Integration behinderter Kinder in Regelschulen

Alle Gemeinsam - das ist auch die Devise im Schulwesen Rumäniens. Denn dort geht der Trend momentan in Richtung Integration behinderter Kinder in ganz gewöhnliche Regelschulen. Adina Olaru berichtet.

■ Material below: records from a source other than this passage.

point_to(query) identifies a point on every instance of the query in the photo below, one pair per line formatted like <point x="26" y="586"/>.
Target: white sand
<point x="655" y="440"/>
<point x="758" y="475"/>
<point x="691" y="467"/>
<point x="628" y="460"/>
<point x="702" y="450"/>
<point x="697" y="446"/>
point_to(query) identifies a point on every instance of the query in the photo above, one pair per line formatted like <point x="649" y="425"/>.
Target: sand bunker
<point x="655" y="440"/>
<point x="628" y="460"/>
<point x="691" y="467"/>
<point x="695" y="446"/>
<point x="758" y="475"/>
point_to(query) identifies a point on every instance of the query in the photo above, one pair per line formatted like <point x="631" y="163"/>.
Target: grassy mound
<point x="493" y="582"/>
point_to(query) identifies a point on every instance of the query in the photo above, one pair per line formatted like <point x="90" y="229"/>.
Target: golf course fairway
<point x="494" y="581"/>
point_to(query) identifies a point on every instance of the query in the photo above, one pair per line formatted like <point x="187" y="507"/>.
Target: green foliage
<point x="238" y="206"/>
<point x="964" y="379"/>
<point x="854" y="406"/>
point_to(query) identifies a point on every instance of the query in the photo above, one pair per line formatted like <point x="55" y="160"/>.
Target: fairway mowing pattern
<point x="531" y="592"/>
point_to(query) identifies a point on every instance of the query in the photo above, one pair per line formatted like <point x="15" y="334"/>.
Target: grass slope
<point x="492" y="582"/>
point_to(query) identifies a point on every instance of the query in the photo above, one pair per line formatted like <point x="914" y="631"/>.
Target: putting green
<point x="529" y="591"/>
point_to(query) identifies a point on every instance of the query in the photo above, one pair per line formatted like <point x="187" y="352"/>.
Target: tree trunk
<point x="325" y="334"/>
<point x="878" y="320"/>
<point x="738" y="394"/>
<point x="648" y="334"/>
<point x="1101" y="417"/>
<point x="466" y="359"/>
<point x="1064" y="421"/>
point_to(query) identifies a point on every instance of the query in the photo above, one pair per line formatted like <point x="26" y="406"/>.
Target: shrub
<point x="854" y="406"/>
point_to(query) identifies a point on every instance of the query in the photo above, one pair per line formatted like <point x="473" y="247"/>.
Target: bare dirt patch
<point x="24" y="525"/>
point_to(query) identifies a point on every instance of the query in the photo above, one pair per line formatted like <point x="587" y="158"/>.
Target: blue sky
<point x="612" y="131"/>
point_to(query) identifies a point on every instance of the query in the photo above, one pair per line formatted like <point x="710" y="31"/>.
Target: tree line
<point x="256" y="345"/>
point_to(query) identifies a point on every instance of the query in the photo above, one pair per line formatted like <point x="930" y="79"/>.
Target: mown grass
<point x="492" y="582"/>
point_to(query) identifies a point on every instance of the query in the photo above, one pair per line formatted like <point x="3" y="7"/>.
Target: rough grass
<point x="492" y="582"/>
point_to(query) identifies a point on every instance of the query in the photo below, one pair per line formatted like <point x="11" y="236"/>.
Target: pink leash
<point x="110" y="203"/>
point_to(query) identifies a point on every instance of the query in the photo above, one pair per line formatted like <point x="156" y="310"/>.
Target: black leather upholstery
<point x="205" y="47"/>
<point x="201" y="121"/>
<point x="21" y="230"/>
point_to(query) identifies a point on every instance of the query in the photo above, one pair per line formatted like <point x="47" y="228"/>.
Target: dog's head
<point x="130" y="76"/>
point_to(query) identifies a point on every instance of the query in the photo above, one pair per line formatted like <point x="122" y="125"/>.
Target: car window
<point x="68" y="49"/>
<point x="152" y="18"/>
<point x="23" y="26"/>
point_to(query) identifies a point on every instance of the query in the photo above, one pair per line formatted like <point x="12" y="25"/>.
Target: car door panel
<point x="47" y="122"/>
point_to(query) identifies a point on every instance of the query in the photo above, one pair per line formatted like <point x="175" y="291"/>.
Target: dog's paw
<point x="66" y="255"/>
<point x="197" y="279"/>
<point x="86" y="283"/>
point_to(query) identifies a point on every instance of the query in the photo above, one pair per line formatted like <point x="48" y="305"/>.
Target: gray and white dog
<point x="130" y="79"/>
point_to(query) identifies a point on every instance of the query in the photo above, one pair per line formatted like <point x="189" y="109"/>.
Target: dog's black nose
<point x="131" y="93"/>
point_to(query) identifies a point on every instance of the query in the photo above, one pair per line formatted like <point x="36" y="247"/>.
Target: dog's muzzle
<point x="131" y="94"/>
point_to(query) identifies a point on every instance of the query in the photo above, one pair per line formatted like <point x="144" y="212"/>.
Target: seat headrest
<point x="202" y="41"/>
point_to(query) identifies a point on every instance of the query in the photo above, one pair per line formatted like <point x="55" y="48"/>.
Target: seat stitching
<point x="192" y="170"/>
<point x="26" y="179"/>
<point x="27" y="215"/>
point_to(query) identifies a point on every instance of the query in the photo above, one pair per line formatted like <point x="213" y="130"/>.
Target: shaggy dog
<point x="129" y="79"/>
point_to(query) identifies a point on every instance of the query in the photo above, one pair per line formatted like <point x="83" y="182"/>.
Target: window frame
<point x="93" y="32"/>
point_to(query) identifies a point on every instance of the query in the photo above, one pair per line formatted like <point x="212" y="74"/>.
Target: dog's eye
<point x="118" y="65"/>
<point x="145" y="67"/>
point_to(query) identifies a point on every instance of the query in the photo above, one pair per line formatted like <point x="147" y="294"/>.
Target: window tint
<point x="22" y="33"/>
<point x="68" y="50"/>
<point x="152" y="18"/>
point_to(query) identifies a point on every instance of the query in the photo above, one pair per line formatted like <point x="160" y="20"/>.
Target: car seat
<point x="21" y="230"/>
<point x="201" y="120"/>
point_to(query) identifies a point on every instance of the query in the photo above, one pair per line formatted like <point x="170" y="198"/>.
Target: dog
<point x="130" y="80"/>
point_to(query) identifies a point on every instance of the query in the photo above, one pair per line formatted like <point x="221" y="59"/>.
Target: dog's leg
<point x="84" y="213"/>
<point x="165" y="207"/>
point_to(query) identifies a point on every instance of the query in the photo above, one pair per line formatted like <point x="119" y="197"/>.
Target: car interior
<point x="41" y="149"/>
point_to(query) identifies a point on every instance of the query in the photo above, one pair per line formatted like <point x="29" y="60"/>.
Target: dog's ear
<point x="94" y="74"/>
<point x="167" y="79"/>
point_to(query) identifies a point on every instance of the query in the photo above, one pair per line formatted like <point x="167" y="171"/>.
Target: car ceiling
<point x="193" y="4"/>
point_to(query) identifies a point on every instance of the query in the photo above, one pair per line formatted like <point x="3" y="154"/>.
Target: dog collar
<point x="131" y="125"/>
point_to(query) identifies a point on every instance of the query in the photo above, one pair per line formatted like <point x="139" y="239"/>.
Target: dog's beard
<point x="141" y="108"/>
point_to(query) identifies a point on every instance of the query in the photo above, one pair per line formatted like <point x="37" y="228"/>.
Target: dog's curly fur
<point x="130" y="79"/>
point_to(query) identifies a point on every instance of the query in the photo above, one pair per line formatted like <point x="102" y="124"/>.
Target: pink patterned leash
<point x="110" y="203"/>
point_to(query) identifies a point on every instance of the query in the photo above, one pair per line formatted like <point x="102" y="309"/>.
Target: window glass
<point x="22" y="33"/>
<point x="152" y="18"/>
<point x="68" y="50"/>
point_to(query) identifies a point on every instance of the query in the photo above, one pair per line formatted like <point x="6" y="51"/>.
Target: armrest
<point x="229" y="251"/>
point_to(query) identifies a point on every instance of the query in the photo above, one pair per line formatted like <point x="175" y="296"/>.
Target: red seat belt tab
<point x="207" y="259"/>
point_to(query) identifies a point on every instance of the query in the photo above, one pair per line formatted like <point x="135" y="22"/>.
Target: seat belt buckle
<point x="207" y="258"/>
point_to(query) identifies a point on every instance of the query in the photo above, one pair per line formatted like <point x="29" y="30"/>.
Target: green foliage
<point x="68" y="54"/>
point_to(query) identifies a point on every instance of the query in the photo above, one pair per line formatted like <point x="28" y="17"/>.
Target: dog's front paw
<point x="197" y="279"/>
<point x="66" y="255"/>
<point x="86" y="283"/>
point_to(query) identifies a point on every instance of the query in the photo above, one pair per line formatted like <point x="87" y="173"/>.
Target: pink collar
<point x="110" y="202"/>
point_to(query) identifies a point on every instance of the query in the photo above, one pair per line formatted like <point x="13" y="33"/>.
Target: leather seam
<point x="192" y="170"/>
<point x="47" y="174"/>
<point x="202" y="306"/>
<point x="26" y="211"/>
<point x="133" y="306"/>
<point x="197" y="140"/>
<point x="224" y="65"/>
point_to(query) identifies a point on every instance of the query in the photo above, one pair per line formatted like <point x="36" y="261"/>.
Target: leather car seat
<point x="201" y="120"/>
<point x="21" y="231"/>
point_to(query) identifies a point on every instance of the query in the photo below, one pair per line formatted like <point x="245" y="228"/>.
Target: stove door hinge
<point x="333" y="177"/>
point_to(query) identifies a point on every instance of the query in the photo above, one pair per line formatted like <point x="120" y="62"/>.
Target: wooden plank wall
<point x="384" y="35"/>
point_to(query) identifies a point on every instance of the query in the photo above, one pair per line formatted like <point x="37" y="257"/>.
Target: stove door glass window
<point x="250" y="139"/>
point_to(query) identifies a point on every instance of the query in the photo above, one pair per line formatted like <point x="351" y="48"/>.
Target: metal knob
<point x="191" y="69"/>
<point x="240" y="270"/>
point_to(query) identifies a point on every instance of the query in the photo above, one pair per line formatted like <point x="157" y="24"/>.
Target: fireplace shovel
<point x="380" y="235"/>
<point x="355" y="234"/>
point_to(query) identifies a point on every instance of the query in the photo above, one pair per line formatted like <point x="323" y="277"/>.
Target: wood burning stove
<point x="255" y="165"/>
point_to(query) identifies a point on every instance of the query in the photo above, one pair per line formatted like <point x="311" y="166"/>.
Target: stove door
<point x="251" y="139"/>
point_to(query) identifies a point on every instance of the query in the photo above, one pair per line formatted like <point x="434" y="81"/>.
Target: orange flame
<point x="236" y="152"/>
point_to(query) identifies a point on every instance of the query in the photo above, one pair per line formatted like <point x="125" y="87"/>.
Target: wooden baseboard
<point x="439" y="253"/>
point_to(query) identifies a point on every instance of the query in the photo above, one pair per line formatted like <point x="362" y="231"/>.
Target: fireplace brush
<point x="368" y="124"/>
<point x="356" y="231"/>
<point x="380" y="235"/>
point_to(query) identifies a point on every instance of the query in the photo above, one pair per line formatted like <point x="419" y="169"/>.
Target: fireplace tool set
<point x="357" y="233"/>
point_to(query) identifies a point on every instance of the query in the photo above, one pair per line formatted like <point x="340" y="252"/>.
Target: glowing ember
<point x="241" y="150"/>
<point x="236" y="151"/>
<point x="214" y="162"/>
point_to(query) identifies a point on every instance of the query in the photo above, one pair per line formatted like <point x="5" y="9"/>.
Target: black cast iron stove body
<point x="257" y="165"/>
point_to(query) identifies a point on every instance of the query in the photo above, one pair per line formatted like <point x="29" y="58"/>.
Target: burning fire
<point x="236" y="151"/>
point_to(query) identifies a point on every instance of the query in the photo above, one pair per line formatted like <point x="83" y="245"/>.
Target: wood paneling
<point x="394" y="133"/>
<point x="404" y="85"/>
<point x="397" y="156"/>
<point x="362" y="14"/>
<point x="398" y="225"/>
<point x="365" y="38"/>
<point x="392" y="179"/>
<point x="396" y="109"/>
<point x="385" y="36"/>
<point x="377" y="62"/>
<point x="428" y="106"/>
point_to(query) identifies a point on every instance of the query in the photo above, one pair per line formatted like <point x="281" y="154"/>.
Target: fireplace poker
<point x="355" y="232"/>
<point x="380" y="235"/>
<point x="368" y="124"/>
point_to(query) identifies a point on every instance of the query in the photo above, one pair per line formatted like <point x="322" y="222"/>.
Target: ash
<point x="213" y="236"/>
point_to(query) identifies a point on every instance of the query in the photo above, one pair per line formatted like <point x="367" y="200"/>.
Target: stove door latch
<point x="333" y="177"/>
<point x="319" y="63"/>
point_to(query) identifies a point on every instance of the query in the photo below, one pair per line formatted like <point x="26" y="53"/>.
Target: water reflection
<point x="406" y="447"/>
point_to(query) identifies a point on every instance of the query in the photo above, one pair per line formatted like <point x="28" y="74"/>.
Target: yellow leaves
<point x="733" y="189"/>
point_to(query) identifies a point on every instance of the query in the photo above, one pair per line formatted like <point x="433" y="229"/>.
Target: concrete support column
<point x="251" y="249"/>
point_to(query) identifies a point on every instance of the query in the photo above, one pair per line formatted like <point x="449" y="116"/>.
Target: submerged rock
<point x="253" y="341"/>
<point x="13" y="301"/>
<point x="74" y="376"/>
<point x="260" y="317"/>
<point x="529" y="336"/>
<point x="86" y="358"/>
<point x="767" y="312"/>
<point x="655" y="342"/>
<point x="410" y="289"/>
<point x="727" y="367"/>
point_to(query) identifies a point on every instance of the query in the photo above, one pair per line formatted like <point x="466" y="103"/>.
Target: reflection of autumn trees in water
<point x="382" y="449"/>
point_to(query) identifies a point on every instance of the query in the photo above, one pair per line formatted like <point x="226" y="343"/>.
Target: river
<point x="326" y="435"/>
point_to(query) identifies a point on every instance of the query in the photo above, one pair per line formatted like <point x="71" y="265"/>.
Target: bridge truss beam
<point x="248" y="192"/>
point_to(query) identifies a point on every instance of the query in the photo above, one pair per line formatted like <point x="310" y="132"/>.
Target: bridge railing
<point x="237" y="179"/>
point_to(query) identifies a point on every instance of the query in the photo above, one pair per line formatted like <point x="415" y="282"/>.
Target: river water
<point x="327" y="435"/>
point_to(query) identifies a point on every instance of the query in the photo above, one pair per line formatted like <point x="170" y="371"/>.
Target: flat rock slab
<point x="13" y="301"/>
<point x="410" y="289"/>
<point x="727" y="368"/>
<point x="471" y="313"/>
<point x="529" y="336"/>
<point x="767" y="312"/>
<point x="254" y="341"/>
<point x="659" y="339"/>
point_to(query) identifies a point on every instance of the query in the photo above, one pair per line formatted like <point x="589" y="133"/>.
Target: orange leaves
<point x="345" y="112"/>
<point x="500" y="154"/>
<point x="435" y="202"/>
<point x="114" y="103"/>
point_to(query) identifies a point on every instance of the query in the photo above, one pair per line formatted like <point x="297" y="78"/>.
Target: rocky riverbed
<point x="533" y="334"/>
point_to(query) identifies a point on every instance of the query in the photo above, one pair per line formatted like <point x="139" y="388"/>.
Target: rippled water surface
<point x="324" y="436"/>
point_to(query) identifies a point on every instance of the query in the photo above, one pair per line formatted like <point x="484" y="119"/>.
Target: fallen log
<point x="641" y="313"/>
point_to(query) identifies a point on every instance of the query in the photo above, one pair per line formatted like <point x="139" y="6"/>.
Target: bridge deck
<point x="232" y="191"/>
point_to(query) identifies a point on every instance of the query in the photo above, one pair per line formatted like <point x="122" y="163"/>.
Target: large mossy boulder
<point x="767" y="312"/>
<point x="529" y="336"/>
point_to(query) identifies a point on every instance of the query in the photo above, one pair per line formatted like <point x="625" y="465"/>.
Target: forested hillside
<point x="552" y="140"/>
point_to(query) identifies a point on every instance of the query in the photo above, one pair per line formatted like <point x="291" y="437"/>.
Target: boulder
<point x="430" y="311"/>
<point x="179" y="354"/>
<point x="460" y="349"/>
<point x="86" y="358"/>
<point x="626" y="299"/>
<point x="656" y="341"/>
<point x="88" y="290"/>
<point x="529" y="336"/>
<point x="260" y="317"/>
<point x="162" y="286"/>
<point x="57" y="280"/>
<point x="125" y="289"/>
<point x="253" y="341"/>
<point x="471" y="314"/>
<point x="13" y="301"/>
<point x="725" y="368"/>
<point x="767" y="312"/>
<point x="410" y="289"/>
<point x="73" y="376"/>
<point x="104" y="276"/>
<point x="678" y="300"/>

"Dumitrescu Alexandru - 11 ani" - Dumitrescu Alexandru, 11 Jahre alt. Oder David, wie er sich nach seinem Vater nennt, den er allerdings nie kennen gelernt hat. Er wohnt im Kinderheim und besucht seit einem Jahr die Regelschule Nr. 156 in Bukarest. Seine leichte geistige Behinderung hindert ihn nicht daran, mit den anderen Schritt zu halten. Er zählt zu den Glücklichen, die aus einer Sonderschule in eine Regelschule versetzt wurden, erzählt mir seine Lehrerin. David ist nicht der einzige behinderte Schüler der Schule 156, sagt Schulleiterin Viloeta Rotariu:

"An unserer Schule lernen drei Kinder mit leichten geistigen Behinderungen und drei körperbehinderte Kinder. Sie haben sich gut in die Gemeinschaft integriert, sie gehen in unterschiedlichen Klassen und sind seit der ersten Klasse unsere Schüler. Wir arbeiten sehr gut mit ihnen."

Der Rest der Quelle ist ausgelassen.